The two countries aim to establish “international leadership” on hydrogen markets by setting safety and regulatory standards to support trade. They also plan to cooperate on market analysis to support planning and investment by government and industry, and work to make hydrogen technologies cheaper and more accessible.
“With this declaration, we are on our way to jointly help developing the European and international markets for hydrogen,” said Philipp Nimmermann, Germany’s State Secretary for Energy. “Our cooperation will not just involve trading of hydrogen and its derivatives, but also cooperation on technologies and innovation in this field, which will be of mutual benefit for both Germany and the UK”.
“We are on our way to jointly help developing the European and international markets for hydrogen” Nimmermann, German energy secretary
Martin Callanan, UK Minister for Energy Efficiency and Green Finance, said the two countries are “natural partners” in driving forward low-carbon hydrogen.
“This agreement will underpin the development of this new fuel not just for our respective countries but also for an international trade that could be transformative in our work towards achieving net-zero emissions by 2050,” he said.
The agreement comes at a critical time for both countries’ hydrogen ambitions as sluggish progress on bringing proposed production projects to FID threatens their 2030 targets.
The IEA has said that only 4% of announced production projects globally have reached FID. A challenging economic environment is “testing the resolve” of developers and policymakers to follow through on planned projects, IEA Executive Director Fatih Birol said.
Both governments are supporting the hydrogen sector through a range of subsidies.
The UK has a £240m ($292m) Net Zero Hydrogen Fund for capital support and a Hydrogen Production Business Model that offers revenue support for projects. In Germany, the government is supporting the implementation of the National Hydrogen Strategy with funding from the Climate and Transformation Fund.
Germany in particular has been working hard to lock in supplies from exporters globally as it is expected to need to cover at least half of its projected demand through imports.

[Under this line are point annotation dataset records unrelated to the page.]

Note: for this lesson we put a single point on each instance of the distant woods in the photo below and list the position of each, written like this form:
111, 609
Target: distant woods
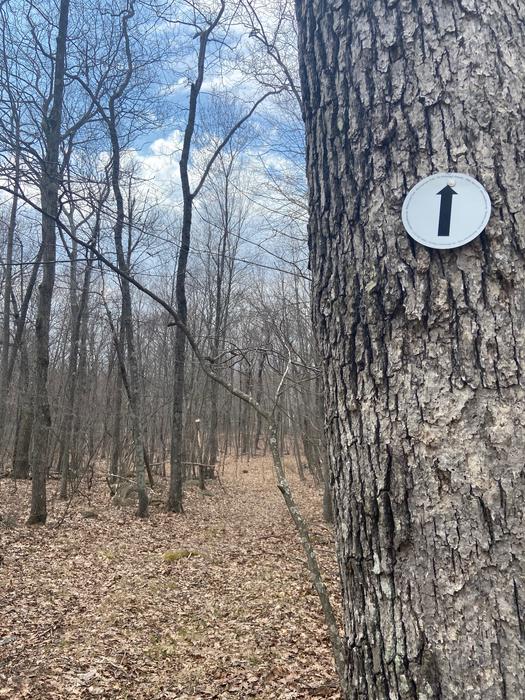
160, 145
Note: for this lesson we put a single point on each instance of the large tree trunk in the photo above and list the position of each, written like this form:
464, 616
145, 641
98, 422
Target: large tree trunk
49, 201
424, 350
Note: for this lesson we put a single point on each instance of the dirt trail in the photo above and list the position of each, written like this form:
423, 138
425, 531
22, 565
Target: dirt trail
213, 604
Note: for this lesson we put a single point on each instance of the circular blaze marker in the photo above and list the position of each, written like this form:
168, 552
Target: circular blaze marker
440, 215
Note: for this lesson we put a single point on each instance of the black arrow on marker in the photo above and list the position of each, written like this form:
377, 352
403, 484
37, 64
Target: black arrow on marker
445, 210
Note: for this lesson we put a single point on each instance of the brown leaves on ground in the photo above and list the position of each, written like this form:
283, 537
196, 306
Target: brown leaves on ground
216, 603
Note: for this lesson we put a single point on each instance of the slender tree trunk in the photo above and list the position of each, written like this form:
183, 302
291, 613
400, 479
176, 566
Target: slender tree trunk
24, 424
423, 350
49, 200
8, 290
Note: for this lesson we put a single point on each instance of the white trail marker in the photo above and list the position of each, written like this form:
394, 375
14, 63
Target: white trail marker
446, 210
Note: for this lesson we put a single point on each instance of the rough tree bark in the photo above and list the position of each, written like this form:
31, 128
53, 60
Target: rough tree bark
49, 184
423, 349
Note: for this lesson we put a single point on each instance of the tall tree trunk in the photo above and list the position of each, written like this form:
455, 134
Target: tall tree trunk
49, 201
135, 399
8, 290
423, 350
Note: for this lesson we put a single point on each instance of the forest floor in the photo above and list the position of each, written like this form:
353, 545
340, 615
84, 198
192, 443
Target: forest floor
216, 603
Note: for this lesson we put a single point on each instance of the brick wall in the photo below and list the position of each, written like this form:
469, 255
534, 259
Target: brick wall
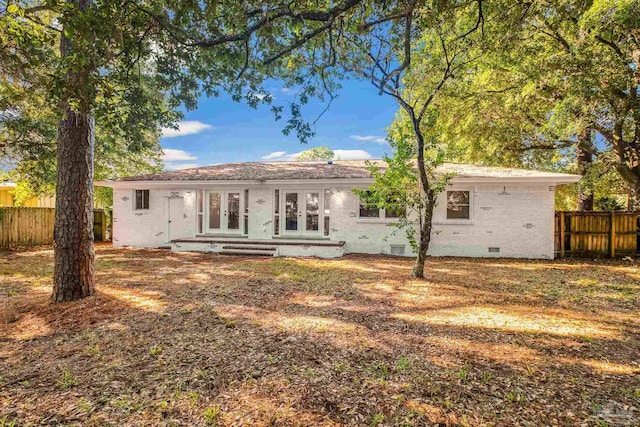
517, 220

It also sees hydrogen as a key contributor to its long-term energy security as it rebuilds its supply base following the cessation of natural gas imports from Russia. The UK’s potential as an exporter remains unclear, with much of its planned production expected to be consumed domestically in low-carbon industrial clusters.
At a corporate level, the UK and Germany already have close ties in the renewables and hydrogen sector. Uniper and RWE, Germany’s two biggest energy utilities, are investing in low-carbon hydrogen in the UK. Uniper recently unveiled plans to develop a large-scale electrolytic hydrogen production plant at the site of its coal-fired Ratcliffe-on-Soar power station in Nottinghamshire in England’s East Midlands region.

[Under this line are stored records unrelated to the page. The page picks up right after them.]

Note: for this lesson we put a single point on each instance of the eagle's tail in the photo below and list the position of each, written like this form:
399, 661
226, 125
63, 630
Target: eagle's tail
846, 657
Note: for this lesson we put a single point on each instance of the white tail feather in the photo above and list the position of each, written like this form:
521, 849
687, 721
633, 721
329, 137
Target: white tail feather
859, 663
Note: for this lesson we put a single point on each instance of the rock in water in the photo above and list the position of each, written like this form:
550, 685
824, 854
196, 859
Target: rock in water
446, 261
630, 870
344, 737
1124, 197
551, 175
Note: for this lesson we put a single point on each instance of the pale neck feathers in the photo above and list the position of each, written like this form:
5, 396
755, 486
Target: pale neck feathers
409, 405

Uniper’s plan for the site involves the commissioning of 100MW of electrolysers in the second half of the 2020s and up to 500MW by the turn of the decade.

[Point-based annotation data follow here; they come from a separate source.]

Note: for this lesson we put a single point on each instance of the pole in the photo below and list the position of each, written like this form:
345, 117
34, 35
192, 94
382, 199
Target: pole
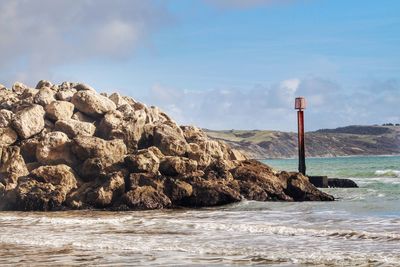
302, 156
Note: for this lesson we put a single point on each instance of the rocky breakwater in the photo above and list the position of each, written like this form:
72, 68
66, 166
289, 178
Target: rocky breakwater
68, 147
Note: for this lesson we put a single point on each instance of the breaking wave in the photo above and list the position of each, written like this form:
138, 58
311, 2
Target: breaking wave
388, 173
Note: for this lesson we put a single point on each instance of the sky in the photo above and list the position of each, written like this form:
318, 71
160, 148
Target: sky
217, 64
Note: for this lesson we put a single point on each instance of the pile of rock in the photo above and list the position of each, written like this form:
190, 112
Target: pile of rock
68, 147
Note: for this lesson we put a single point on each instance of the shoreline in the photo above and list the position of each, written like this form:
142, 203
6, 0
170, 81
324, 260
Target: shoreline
322, 157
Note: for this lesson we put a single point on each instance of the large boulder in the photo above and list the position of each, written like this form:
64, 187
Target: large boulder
45, 96
170, 140
6, 117
7, 136
93, 147
91, 103
29, 121
59, 110
173, 166
12, 166
55, 148
45, 189
146, 198
145, 160
74, 128
128, 127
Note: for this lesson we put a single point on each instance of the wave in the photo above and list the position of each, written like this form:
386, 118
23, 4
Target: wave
388, 173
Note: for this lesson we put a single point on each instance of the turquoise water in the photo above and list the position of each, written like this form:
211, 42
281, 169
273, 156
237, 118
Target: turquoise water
344, 167
361, 228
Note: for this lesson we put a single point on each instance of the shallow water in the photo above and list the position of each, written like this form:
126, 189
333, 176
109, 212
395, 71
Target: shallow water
361, 228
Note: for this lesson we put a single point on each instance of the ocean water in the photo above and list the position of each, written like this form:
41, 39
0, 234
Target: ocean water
361, 228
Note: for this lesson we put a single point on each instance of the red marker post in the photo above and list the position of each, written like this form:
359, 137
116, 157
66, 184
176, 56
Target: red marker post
300, 105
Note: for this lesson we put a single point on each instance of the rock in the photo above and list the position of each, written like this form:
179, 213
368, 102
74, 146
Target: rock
57, 175
7, 136
193, 134
258, 180
28, 149
44, 97
173, 166
75, 128
92, 104
12, 166
341, 183
65, 95
29, 93
43, 83
108, 192
129, 128
59, 110
46, 189
300, 189
83, 87
29, 121
55, 148
170, 140
6, 117
208, 193
127, 156
93, 147
145, 198
18, 87
79, 116
178, 191
117, 99
144, 161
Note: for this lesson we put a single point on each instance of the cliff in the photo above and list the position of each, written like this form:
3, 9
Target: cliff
68, 147
344, 141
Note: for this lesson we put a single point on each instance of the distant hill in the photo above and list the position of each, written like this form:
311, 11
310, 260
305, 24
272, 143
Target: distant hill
343, 141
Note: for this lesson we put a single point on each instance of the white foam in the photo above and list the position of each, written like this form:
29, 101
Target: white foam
388, 173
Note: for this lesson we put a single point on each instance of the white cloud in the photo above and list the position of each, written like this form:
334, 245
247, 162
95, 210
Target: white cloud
272, 107
37, 36
245, 3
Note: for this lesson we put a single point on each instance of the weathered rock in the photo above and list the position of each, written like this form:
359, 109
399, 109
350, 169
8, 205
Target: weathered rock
18, 87
117, 99
93, 147
12, 166
144, 161
208, 193
91, 103
341, 183
108, 192
75, 128
170, 140
55, 148
258, 180
145, 198
44, 97
178, 191
139, 159
173, 166
43, 83
79, 116
6, 117
83, 87
46, 189
129, 128
59, 110
7, 136
300, 188
29, 121
65, 95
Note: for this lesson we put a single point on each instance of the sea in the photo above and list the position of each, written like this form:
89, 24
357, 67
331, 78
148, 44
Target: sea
361, 228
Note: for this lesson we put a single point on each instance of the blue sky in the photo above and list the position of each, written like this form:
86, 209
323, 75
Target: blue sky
218, 64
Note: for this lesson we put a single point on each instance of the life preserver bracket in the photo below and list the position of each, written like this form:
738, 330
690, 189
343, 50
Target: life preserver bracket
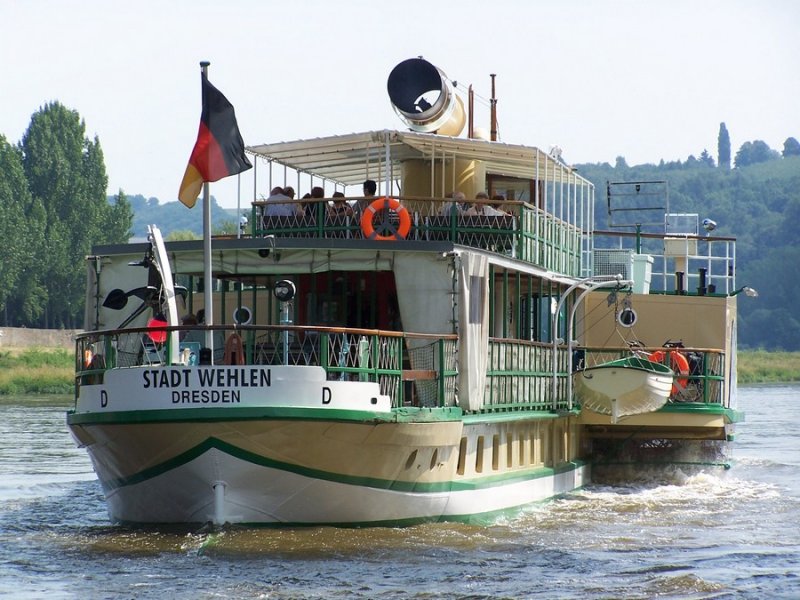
678, 363
386, 205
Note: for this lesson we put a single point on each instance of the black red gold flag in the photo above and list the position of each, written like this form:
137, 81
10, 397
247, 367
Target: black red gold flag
219, 150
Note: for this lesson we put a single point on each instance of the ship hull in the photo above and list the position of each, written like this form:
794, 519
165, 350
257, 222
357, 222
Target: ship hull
305, 472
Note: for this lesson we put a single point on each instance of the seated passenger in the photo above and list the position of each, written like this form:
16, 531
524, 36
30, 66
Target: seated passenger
340, 207
278, 204
482, 207
455, 206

“Hydrogen projects in the UK are an essential part of Uniper’s new strategy and its implementation,” said Michael Lewis, CEO of Uniper.
UK electrolyser manufacturer ITM Power is set to open offices in Germany in October as it targets that market as well as the wider EU. ITM CEO Dennis Schulz welcomed the two governments’ agreement. “An effective hydrogen economy can only take shape if countries form alliances like this one. Germany is a very significant market for hydrogen and for ITM Power,” he said. “We are currently building several hundreds of megawatts of electrolyser capacity for projects in Germany, some of which are among the biggest projects in the world.”